INTRODUCTION: CMR is the gold standard for assessing left ventricular (LV) structure and function and has the potential to determine changes in myocardial tissue composition (e.g. change in myocardial fibrosis or lipid content) using T1 mapping. Our aim was to determine the relationship of CMR indices to metabolic syndrome (MetS) and glycemic control in patients with type 1 diabetes mellitus (T1DM).

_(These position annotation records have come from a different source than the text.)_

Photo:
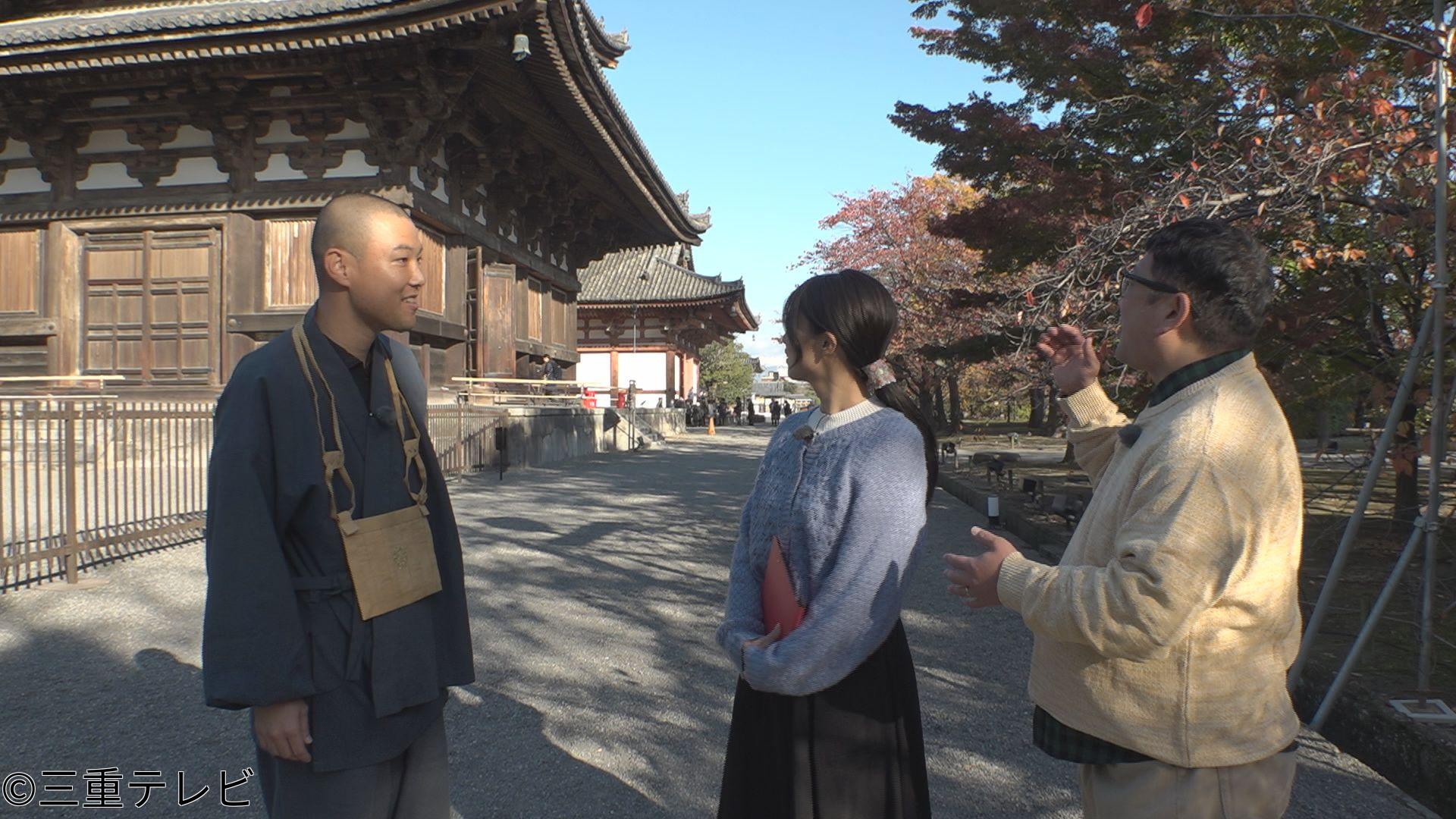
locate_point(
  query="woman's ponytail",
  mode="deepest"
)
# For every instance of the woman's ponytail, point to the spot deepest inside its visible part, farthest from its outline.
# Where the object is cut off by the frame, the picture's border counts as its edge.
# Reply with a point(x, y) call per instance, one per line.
point(858, 309)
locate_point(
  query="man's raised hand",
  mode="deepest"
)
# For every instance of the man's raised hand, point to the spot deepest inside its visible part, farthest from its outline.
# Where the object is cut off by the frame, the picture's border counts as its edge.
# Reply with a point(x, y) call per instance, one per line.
point(1074, 359)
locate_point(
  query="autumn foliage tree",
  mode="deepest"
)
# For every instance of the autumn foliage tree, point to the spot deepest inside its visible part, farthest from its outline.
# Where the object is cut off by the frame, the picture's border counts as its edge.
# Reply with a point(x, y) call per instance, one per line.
point(949, 303)
point(1307, 123)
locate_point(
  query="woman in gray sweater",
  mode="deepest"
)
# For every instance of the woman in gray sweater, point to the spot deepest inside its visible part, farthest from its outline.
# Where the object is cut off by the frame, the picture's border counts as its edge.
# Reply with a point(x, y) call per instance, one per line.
point(827, 716)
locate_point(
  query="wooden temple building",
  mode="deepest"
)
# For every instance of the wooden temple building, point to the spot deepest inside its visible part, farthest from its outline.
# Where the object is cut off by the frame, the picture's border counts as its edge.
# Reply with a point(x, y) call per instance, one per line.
point(645, 314)
point(161, 165)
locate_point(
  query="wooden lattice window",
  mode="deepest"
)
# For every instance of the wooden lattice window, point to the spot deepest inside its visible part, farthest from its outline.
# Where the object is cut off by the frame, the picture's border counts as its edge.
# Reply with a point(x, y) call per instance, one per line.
point(149, 303)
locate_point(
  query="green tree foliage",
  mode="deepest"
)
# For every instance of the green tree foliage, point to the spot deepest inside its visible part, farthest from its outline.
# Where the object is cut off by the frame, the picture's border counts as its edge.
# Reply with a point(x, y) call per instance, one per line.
point(727, 372)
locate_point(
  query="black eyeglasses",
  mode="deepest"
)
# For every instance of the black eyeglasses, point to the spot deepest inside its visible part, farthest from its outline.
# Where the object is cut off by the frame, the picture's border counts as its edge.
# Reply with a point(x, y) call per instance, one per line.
point(1149, 283)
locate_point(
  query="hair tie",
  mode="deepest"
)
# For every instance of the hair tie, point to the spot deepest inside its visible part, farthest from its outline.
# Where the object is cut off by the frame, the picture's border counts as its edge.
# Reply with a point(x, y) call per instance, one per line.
point(880, 375)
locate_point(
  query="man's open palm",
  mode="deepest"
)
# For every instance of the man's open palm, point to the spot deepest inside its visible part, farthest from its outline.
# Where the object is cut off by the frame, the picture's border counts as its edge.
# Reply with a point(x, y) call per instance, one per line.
point(1074, 359)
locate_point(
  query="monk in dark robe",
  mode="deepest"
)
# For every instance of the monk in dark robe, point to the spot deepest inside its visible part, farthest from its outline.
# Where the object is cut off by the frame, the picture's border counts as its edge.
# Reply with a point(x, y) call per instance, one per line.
point(347, 707)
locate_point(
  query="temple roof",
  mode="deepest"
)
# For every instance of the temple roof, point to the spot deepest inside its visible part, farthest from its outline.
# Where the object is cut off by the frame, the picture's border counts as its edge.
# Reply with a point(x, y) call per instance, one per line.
point(570, 52)
point(133, 19)
point(650, 275)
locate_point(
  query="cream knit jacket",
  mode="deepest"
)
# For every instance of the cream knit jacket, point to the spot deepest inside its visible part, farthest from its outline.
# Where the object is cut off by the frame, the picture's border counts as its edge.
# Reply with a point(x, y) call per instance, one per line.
point(1172, 618)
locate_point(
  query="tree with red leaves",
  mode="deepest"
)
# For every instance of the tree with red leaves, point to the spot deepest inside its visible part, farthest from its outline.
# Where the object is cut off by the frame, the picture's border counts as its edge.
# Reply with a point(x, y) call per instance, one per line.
point(949, 305)
point(1307, 124)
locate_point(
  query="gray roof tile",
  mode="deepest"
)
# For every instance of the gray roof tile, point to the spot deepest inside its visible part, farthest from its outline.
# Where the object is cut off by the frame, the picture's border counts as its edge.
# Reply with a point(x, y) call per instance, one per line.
point(650, 275)
point(145, 19)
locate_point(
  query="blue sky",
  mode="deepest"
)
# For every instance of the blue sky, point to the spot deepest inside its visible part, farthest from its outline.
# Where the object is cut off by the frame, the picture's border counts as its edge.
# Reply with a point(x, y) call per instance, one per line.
point(764, 110)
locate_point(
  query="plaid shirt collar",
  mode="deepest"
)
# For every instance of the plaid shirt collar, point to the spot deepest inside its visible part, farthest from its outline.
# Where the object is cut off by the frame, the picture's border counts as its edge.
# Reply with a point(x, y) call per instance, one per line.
point(1193, 373)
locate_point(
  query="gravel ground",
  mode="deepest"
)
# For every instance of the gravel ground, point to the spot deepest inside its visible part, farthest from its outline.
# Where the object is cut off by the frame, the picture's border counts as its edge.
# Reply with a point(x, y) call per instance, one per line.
point(595, 591)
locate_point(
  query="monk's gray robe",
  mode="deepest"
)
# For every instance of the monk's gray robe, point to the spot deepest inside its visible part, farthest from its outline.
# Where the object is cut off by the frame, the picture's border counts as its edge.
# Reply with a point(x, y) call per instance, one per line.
point(281, 621)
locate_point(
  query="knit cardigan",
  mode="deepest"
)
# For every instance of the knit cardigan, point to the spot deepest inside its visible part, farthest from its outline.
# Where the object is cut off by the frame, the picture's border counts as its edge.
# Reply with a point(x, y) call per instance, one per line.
point(1172, 618)
point(848, 507)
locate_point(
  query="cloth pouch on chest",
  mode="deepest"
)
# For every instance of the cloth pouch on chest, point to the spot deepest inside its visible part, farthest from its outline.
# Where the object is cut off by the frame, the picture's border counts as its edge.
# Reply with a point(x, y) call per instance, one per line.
point(391, 557)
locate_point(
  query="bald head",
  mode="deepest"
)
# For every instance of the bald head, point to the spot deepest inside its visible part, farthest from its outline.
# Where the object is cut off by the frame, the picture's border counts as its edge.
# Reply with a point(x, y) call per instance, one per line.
point(347, 223)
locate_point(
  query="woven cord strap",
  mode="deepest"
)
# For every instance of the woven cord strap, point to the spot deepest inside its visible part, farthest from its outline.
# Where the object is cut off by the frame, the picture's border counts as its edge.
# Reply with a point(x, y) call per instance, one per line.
point(413, 457)
point(332, 458)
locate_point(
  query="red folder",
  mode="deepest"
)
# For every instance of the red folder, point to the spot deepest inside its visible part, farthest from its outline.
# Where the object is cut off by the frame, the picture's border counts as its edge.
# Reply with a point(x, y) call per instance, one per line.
point(781, 605)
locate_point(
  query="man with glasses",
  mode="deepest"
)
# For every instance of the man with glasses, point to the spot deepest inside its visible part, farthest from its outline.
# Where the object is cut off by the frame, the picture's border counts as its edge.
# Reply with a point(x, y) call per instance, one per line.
point(1164, 637)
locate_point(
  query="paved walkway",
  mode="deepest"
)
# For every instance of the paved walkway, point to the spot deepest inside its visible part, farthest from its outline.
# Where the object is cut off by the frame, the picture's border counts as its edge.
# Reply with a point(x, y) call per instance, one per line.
point(595, 591)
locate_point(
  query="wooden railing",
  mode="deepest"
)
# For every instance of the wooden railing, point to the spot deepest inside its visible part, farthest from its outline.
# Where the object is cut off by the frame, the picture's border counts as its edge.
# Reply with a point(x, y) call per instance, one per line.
point(86, 480)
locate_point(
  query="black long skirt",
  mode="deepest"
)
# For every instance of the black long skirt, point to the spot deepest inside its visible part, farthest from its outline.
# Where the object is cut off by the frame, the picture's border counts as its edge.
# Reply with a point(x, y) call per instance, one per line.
point(851, 751)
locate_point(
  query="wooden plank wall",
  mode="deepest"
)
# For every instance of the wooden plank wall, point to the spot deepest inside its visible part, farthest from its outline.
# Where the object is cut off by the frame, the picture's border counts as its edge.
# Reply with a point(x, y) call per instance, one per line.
point(20, 271)
point(289, 280)
point(497, 334)
point(433, 264)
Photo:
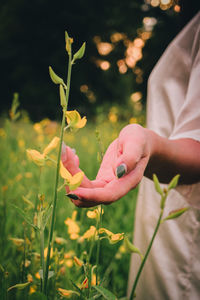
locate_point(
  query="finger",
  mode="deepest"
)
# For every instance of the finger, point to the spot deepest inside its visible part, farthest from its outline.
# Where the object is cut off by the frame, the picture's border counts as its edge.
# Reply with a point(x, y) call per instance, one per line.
point(80, 203)
point(115, 189)
point(71, 162)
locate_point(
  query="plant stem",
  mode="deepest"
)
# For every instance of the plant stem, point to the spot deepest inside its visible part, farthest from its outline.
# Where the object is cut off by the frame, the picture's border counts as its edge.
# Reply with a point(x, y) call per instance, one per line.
point(57, 176)
point(42, 256)
point(98, 245)
point(146, 255)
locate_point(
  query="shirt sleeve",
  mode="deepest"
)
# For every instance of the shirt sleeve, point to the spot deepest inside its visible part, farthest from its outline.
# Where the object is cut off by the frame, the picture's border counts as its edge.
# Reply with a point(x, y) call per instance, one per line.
point(187, 124)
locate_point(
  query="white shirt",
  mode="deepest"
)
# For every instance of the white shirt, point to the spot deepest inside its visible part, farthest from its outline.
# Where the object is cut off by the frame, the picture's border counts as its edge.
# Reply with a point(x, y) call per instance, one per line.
point(172, 270)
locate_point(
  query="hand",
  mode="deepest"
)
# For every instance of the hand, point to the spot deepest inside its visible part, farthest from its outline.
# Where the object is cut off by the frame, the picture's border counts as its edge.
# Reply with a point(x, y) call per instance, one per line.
point(130, 152)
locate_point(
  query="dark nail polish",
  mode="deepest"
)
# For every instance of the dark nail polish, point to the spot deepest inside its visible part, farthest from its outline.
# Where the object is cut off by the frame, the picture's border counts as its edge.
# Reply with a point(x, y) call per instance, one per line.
point(73, 196)
point(121, 170)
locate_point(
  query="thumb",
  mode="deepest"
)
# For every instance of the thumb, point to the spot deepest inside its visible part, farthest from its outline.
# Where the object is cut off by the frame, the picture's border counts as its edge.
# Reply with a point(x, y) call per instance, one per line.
point(128, 157)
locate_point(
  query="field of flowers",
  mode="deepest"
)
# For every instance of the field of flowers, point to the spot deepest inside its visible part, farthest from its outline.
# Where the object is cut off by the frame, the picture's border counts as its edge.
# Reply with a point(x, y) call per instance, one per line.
point(49, 248)
point(27, 190)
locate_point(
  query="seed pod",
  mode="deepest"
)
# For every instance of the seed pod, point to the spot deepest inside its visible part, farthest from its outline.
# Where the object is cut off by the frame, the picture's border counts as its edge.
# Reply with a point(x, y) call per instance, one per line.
point(176, 213)
point(63, 101)
point(173, 183)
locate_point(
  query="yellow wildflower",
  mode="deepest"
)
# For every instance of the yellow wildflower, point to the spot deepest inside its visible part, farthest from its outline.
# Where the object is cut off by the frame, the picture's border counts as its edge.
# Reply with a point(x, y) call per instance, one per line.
point(74, 119)
point(60, 240)
point(17, 242)
point(38, 128)
point(52, 145)
point(95, 214)
point(29, 278)
point(73, 181)
point(77, 261)
point(73, 228)
point(69, 263)
point(46, 250)
point(36, 157)
point(39, 158)
point(113, 237)
point(37, 275)
point(21, 143)
point(90, 233)
point(33, 289)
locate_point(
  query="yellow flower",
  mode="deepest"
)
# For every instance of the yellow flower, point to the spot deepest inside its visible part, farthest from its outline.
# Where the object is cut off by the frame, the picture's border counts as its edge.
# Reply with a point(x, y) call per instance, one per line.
point(33, 289)
point(90, 233)
point(74, 119)
point(95, 214)
point(29, 278)
point(73, 181)
point(46, 250)
point(113, 237)
point(39, 158)
point(77, 261)
point(60, 240)
point(17, 242)
point(52, 145)
point(36, 157)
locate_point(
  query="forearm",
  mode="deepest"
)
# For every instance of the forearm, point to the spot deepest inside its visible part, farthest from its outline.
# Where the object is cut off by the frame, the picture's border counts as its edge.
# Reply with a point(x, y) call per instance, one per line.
point(171, 157)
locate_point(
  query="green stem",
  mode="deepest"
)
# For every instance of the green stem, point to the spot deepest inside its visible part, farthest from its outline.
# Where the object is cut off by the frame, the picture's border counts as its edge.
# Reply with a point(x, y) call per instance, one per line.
point(98, 245)
point(57, 176)
point(42, 257)
point(146, 255)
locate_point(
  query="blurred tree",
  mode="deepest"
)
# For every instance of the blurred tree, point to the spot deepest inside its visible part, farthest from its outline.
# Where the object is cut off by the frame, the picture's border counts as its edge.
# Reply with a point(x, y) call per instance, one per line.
point(32, 38)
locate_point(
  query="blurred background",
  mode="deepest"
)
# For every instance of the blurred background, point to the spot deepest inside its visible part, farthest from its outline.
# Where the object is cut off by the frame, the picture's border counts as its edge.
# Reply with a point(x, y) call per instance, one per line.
point(124, 40)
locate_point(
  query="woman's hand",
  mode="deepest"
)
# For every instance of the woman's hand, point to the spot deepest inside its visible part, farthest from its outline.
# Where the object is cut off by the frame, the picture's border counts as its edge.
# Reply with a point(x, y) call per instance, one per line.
point(121, 170)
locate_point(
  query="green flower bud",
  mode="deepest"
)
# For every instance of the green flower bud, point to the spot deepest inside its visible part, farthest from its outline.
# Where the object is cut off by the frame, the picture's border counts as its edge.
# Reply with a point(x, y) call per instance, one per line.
point(79, 54)
point(173, 183)
point(157, 185)
point(63, 101)
point(55, 78)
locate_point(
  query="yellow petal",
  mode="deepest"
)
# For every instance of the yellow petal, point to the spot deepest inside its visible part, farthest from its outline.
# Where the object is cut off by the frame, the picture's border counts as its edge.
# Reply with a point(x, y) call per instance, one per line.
point(91, 214)
point(106, 231)
point(90, 233)
point(64, 173)
point(73, 117)
point(81, 123)
point(116, 238)
point(53, 144)
point(76, 180)
point(36, 157)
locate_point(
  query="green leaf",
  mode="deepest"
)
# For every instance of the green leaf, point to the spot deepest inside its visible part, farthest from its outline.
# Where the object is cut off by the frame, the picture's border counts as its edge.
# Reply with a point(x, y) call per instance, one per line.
point(37, 296)
point(157, 185)
point(55, 78)
point(131, 248)
point(105, 293)
point(173, 183)
point(63, 101)
point(19, 286)
point(175, 213)
point(79, 54)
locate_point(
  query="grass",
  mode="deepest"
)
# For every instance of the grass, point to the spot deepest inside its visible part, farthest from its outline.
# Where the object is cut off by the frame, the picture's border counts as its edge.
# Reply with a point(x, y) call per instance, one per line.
point(22, 182)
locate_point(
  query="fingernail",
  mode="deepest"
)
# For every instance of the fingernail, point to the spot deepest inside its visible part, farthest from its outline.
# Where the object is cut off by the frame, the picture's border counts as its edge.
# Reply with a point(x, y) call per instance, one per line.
point(73, 196)
point(74, 150)
point(121, 170)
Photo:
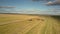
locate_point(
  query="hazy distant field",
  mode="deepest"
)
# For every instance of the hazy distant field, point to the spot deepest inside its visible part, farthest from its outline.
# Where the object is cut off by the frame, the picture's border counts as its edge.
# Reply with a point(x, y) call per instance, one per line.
point(28, 24)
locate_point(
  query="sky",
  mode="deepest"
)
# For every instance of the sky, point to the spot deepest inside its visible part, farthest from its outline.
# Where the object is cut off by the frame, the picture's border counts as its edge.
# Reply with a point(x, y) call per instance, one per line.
point(25, 5)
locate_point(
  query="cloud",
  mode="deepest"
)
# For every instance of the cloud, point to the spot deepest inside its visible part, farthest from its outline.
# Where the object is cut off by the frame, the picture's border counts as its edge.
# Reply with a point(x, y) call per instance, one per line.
point(7, 6)
point(56, 2)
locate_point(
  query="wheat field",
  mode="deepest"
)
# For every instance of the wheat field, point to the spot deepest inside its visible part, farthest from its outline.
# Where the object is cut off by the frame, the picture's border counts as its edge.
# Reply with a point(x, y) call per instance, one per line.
point(28, 24)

METHODS: 978 subjects of the Diabetes Control and Complications Trial (DCCT)/Epidemiology of Diabetes Interventions and Complications (EDIC) T1DM cohort (mean age 49 years, 47% female, mean diabetes duration 28 years) had CMR and available MetS data. In a subset of 200 patients, Look Locker sequence was acquired using Siemens 1.5T scanners after gadopentetate dimeglumine administration. MetS was defined as diabetes plus 2 other abnormalities (elevated waist circumference, triglycerides, blood pressure or reduced high density lipoprotein) based on the AHA/NCEP criteria. Associations of MetS with LV indices including myocardial post-contrast T1 times were assessed using multivariate regression models. RESULTS: The prevalence of MetS was 34.1% with no significant gender difference (p=0.45). The mean myocardial T1 time was 440.0±59.1 milliseconds (ms) in women and 478.1±49.2 ms in men (p<0.0001). Participants with MetS had significantly higher end-diastolic volume (EDV, + 5.5 ml), stroke volume (+3.1 ml), LV mass (LVM, +12.3 g), LVM/EDV ratio (+0.05 g/ml) and lower myocardial T1 times (-29.4 ms) compared to those without MetS in the multivariate models (TABLE). Elevated waist circumference showed strongest associations with LV mass and volumes and was the only individual component of MetS showing significant association with T1 time.

CONCLUSION: MetS in T1DM patients was associated with adverse myocardial structural remodeling which may in part explained by presence of interstitial fibrosis and/or lipid content as represented by lower myocardial T1 time by CMR.